In life there are objects. And there is space.

I am currently rediscovering a fascination and attraction to the space between objects.

Periodically, as time permits, we return to a space of creating space.

The selling continues as we reduce the items surrounding us. Gradually we whittle down the list of possessions and still there seems to be more coming out of the woodwork! As though the very vacuum of space is pulling in more items to fill it. Phenomenal.

Each week more stuff leaves the house. It boggles my mind. “When will it come to an end?”

We have met some really lovely people as they drop in to pick up items. Some are on a similar journey to us, renovating older homes and looking for unique pieces. We certainly have some unique pieces, but not everything is going to have a place in the house. We are also sensitive to the fact that much of the stuff we do have – and cherish – is possibly going to be handed down. I have to keep thinking whether this is something that is going to burden our children or will they pass them over.

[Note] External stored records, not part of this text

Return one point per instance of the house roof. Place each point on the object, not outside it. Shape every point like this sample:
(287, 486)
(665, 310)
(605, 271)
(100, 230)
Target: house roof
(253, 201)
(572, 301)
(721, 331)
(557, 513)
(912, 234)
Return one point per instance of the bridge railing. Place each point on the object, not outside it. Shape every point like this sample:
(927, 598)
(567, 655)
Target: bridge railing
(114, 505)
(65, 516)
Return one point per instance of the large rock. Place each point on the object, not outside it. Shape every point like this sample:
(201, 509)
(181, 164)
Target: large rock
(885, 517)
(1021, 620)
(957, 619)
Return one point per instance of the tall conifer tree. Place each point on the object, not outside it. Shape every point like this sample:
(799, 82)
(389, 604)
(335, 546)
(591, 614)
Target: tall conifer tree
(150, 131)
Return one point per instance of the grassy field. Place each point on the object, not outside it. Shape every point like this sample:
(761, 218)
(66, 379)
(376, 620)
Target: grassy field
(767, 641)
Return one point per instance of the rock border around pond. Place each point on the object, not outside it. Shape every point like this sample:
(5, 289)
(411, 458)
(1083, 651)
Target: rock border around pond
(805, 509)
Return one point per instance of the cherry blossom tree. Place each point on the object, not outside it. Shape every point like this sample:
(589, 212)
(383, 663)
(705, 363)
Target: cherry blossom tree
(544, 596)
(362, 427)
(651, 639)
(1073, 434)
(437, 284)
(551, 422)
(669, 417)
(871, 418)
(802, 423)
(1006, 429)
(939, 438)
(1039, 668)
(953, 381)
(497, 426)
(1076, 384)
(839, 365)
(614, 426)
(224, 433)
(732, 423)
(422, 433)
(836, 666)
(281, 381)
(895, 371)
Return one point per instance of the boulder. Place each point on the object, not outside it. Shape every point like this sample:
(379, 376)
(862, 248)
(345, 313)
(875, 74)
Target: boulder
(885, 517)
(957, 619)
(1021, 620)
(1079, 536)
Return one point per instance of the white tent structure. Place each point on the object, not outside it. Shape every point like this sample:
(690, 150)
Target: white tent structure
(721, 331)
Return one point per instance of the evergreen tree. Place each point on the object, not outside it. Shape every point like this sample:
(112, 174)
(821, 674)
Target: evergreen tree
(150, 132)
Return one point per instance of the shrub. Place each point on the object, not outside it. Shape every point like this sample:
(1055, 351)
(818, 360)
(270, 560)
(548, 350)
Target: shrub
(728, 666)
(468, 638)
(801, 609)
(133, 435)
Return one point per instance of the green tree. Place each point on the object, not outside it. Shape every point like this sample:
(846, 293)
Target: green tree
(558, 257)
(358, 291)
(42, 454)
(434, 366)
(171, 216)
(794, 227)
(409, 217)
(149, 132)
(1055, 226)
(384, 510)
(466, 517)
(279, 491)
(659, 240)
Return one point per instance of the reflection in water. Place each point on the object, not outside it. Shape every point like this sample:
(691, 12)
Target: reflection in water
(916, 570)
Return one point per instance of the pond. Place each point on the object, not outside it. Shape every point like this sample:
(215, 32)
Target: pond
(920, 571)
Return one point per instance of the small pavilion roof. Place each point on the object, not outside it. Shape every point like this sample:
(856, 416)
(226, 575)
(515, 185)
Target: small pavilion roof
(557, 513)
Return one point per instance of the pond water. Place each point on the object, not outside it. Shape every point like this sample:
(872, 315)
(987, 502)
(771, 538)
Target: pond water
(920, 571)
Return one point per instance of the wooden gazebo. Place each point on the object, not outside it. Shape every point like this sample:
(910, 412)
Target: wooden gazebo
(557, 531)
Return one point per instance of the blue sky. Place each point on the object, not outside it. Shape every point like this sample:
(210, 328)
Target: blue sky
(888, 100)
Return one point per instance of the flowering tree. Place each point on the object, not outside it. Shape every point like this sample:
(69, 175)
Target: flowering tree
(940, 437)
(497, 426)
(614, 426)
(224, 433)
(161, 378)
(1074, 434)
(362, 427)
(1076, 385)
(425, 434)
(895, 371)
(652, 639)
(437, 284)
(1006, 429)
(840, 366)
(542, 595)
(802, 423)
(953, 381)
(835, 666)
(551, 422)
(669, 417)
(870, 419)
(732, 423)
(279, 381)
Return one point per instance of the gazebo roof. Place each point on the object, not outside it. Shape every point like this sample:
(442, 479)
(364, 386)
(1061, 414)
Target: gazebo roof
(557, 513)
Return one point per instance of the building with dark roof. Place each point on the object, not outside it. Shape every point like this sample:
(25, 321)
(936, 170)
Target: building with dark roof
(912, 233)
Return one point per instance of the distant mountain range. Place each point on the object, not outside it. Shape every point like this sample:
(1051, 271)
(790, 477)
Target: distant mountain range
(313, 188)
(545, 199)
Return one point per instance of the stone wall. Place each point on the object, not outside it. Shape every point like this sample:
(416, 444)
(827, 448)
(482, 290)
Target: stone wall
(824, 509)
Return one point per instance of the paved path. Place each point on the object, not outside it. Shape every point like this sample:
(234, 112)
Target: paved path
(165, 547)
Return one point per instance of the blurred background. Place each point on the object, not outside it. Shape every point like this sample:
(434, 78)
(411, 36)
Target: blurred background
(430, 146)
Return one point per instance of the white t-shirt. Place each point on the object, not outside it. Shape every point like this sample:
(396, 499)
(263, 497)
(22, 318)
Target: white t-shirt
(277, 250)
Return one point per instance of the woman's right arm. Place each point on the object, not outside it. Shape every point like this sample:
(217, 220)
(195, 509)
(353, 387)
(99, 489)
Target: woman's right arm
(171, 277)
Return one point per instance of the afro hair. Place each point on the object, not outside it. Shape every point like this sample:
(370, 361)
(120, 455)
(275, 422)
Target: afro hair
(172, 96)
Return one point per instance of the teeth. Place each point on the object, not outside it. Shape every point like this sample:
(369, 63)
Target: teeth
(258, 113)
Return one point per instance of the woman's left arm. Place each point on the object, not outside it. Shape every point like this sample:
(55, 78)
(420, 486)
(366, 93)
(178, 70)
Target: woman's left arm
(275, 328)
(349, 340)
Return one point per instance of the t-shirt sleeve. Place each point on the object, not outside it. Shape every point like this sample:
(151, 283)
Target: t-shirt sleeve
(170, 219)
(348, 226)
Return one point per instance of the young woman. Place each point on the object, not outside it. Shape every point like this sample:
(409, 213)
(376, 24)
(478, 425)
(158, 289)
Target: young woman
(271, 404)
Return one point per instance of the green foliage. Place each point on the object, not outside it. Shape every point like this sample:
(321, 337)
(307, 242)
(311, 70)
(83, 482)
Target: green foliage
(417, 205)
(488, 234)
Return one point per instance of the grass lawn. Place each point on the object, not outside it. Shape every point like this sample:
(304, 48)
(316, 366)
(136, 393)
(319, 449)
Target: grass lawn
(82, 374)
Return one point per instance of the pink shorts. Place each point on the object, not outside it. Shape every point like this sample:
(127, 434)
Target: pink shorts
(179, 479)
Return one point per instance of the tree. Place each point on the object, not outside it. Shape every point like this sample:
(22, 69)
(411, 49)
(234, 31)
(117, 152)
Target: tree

With this in mind, the Muse of Serendipity has introduced me to the concept of döstädning. Rapidly doing the rounds on-line as Swedish Death Cleaning.

It is apparently something of a tradition in Sweden that implores you to stop asking yourself if something sparks joy, and start considering how your clutter will affect your loved ones after you pass on. Evidently it is something usually started when you reach your 50’s.

Death cleaning isn’t the story of death and its slow, ungainly inevitability. But rather the story of life, your life, the good memories and the bad. The good ones you keep. The bad you expunge.

— Margareta Magnusson

Swedish Death Cleaning would have saved me a lot of time and money and grief.